The FCC’s preemption authority does have limits. A previous FCC decision to preempt state laws that restrict the expansion of municipal broadband was struck down by a federal appeals court. The FCC will almost certainly face lawsuits challenging the net neutrality repeal order, and the preemption of state laws could play a big role in litigation.

It’s not clear whether the FCC provided adequate notice to the public about the preemption plan. Today’s proposal stems from a Notice of Proposed Rulemaking (NPRM) that the FCC issued in May, but that proposal did not ask the public for input on preempting state net neutrality laws.

Pai argued in 2015 that the FCC violated federal administrative procedure rules by reclassifying ISPs as common carriers without providing adequate notice to the public beforehand. But in that case, the FCC did ask the public for input on whether it should impose common carrier regulations in an NPRM months before it voted. In the present case, the FCC did not ask for input on preempting state net neutrality laws at all.

ARS Technica; Nov. 21, 2018

Pai argued that broadband is “an information service instead of a telecommunications service” and states “cannot regulate information services.”

State Senator Wiener said that the Pai “abandoned its regulatory authority over broadband” and no longer has preemptive authority over state broadband laws.

“Specifically,” ARS reports, “the new California state law prohibits Internet service providers from blocking or throttling lawful traffic and from requiring fees from websites or online services to deliver or prioritize their traffic to consumers. The law also bans paid data cap exemptions (so-called “zero-rating”), and says that ISPs may not attempt to evade net neutrality protections by slowing down traffic at network interconnection points.”

According to the Associated Press, Oregon, Washington, and Vermont have net neutrality legislation, but that “California’s measure is seen as the most comprehensive attempt to codify the principle in a way that might survive a likely court challenge. An identical bill was introduced in New York.”

California will now have its legal authority to “impose its own net neutrality” tested and FCC Chairman Pai now will have his “preemptive” powers tested.


On A Side Note (Opinion)

I don’t necessarily have an opinion on this that has changed. This is what happens when this partisan back and forth goes on but no one tells the truth any longer.

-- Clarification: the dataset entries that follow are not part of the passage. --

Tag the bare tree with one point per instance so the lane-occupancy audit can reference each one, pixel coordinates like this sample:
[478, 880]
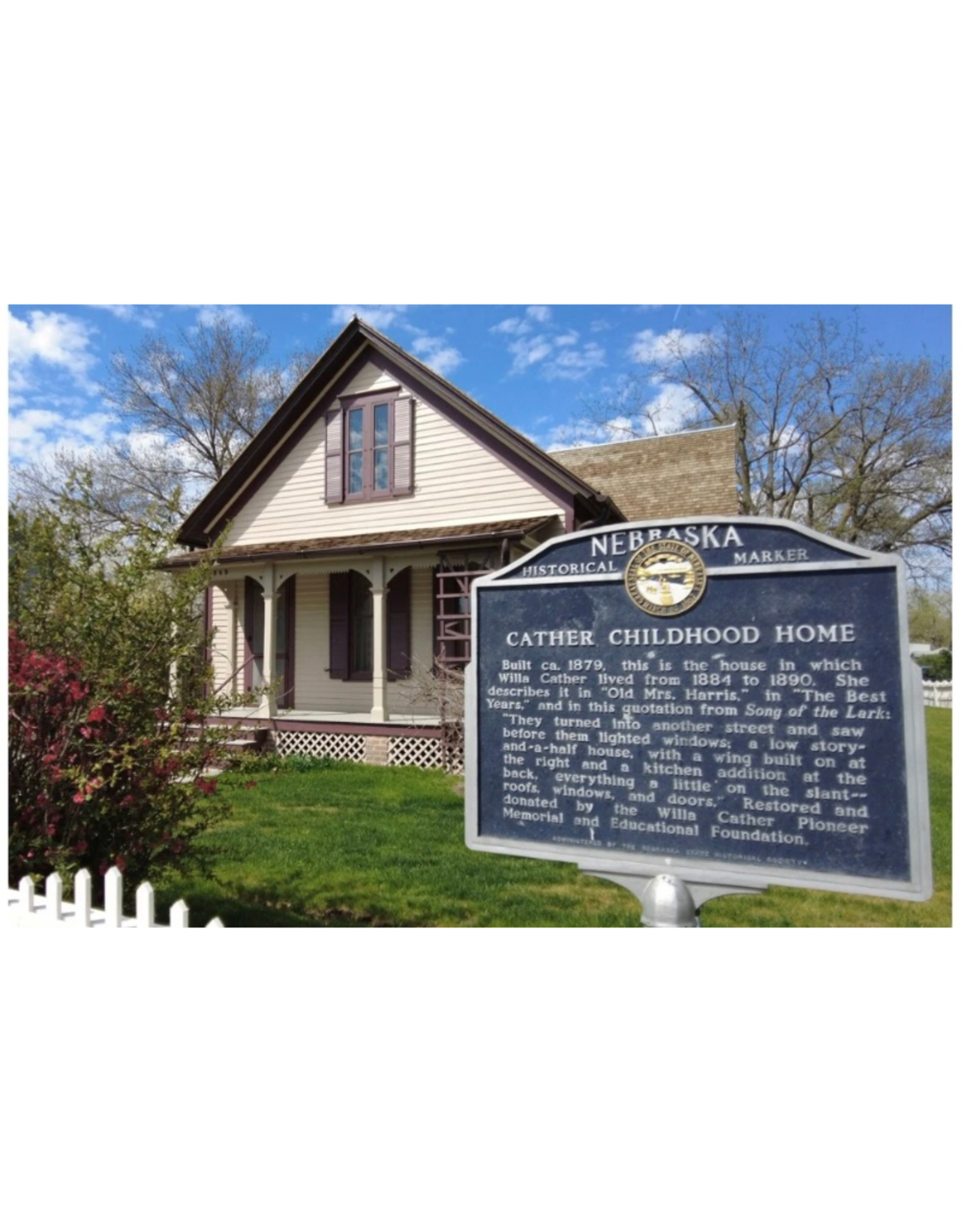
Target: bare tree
[186, 407]
[830, 433]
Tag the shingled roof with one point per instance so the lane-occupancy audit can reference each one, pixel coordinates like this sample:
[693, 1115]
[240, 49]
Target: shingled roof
[662, 477]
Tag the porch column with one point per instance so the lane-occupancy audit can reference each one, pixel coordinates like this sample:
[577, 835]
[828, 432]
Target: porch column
[380, 657]
[236, 609]
[268, 706]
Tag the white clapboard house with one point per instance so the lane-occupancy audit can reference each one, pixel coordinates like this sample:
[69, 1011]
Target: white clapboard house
[359, 517]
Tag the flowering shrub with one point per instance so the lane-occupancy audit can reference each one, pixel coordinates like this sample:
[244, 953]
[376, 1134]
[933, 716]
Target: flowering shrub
[91, 784]
[110, 753]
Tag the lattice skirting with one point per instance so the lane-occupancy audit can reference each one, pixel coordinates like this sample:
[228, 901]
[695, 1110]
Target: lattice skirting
[342, 746]
[403, 751]
[415, 751]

Net Neutrality was passed when a bunch of bigTech went whining to bigGovernment Ds about those greedy bastid meanie pants bigProviders so bigGovernment reached into their crony bag of tricks and pulls out a telecommunications reg rabbit out and says, sure thing there, crony buddies, cough up some more of that lobbying dough.

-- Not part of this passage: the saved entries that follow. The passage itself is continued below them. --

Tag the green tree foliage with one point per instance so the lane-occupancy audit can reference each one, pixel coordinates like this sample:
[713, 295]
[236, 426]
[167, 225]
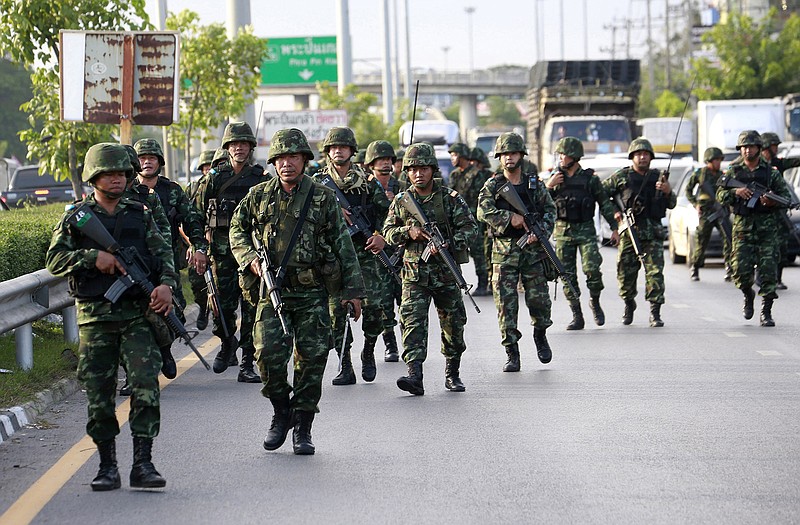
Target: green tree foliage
[755, 60]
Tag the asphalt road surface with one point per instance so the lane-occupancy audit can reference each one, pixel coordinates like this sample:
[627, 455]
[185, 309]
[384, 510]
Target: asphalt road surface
[695, 422]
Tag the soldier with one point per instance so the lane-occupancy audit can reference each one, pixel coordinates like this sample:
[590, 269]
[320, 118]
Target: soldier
[118, 332]
[512, 264]
[321, 263]
[701, 192]
[575, 192]
[340, 146]
[649, 195]
[467, 181]
[423, 281]
[754, 229]
[379, 159]
[219, 196]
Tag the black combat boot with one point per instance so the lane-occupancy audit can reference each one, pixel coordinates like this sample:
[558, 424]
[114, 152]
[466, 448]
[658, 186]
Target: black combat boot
[599, 314]
[223, 357]
[108, 476]
[542, 346]
[412, 383]
[392, 355]
[655, 315]
[143, 474]
[281, 423]
[451, 380]
[301, 436]
[512, 364]
[766, 312]
[168, 366]
[346, 375]
[246, 372]
[630, 307]
[368, 368]
[577, 322]
[202, 317]
[749, 297]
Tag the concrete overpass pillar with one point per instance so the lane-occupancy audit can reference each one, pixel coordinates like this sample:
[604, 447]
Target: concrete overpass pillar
[467, 114]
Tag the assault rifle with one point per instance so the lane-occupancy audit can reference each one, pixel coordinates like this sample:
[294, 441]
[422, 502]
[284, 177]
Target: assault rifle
[269, 281]
[628, 223]
[137, 273]
[359, 224]
[436, 241]
[533, 226]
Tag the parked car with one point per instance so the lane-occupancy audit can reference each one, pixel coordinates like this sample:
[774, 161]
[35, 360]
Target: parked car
[29, 186]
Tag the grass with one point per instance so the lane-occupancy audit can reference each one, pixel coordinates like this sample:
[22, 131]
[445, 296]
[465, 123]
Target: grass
[49, 366]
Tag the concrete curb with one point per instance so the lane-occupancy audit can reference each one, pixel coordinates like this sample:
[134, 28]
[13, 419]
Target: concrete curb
[15, 418]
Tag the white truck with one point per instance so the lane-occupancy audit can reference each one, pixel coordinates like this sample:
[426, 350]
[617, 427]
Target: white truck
[719, 122]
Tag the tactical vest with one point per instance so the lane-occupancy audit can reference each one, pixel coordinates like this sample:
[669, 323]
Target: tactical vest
[128, 228]
[640, 196]
[574, 201]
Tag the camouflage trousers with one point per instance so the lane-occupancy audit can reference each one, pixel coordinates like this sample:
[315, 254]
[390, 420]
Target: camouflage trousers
[371, 307]
[230, 298]
[308, 321]
[104, 345]
[628, 269]
[528, 269]
[432, 284]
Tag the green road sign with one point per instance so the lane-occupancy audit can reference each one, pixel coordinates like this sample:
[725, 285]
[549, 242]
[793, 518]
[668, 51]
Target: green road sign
[303, 60]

Then partisan hacks Rs get in power and there go the bigProviders whining to bigGovernment Rs about those greedy bastid meany pants bigTech so big bigGovernment Rs reach into the bag and pull out an empty hand and says, sure thing there, crony buddies, cough up the lobbying dough and we’ll squash them like a bug for you.

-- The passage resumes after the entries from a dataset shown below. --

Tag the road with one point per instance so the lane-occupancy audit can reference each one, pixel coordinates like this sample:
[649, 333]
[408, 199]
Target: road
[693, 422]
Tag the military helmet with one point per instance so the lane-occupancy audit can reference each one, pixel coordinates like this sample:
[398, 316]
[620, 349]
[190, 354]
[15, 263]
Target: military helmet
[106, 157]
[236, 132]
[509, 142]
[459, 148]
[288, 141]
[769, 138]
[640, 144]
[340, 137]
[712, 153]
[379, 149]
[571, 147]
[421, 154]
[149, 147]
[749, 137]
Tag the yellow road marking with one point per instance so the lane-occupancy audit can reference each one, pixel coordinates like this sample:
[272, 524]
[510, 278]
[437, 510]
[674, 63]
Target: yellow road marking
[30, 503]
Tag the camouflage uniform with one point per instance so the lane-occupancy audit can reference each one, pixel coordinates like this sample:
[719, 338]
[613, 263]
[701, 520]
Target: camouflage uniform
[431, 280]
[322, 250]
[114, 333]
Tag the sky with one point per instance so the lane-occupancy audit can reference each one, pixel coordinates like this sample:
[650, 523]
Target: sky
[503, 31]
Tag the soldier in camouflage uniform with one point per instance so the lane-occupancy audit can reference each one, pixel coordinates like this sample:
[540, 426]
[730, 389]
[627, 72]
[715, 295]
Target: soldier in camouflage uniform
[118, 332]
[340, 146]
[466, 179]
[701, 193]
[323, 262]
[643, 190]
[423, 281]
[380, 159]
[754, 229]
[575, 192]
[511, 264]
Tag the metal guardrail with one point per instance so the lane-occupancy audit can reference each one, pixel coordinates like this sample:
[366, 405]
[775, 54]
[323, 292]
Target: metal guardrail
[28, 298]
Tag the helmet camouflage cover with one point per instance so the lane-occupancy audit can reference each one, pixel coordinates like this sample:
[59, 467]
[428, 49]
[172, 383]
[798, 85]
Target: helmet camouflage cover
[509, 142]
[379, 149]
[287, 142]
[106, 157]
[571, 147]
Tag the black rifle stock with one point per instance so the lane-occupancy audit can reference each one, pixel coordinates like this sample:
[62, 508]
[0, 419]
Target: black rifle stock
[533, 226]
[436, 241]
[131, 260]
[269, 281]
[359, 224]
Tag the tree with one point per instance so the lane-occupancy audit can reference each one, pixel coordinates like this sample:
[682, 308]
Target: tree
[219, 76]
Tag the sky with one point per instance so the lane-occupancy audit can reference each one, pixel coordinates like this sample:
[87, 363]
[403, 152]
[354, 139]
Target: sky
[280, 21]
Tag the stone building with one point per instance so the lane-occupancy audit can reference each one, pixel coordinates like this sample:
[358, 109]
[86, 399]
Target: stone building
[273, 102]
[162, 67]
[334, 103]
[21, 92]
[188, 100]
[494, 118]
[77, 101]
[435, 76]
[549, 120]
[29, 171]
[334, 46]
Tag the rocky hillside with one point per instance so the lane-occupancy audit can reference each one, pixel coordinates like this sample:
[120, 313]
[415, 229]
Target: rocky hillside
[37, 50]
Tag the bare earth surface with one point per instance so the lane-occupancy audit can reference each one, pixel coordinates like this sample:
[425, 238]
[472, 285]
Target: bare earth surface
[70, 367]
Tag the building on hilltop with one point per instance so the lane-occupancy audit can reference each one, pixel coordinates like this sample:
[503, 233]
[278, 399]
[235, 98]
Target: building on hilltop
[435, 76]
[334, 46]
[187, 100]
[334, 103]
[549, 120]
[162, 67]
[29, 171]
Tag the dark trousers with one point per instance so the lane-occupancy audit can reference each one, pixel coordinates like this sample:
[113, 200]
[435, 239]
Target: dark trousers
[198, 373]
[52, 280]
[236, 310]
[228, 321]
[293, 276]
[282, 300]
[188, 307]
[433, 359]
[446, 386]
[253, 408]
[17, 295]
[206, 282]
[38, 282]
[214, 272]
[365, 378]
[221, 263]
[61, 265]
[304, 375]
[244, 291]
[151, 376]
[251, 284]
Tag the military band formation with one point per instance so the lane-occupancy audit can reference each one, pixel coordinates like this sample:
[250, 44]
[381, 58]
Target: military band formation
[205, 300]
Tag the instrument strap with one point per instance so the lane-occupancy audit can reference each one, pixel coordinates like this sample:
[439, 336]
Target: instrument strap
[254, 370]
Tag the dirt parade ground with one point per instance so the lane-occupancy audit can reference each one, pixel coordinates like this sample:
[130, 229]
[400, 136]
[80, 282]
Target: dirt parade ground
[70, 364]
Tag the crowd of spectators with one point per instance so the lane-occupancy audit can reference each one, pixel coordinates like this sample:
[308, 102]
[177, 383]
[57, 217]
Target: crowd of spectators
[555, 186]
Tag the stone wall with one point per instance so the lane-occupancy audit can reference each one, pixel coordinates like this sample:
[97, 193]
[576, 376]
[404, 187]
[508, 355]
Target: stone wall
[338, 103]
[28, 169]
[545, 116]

Pai wanted to bitch and moan about FCC overreach when it’s the other guy, cheered when the 6th shut them down in 2016, but now he doesn’t like it when the shoe’s on the other foot.

Government – commerce collusion exemplified and on showcase for all to see. Rs only don’t like cronyism when Ds do it, but they’re all for cronyism for themselves, and vis versa.

Rs are all for states rights when it’s them exerting their states rights, but Ds, they’re just out there thwarting the constitution, and vis versa.

A pox on all of them, but I will still cheer states rights over a centralized power any day of the week, letter on the jersey be damned. But that is just me.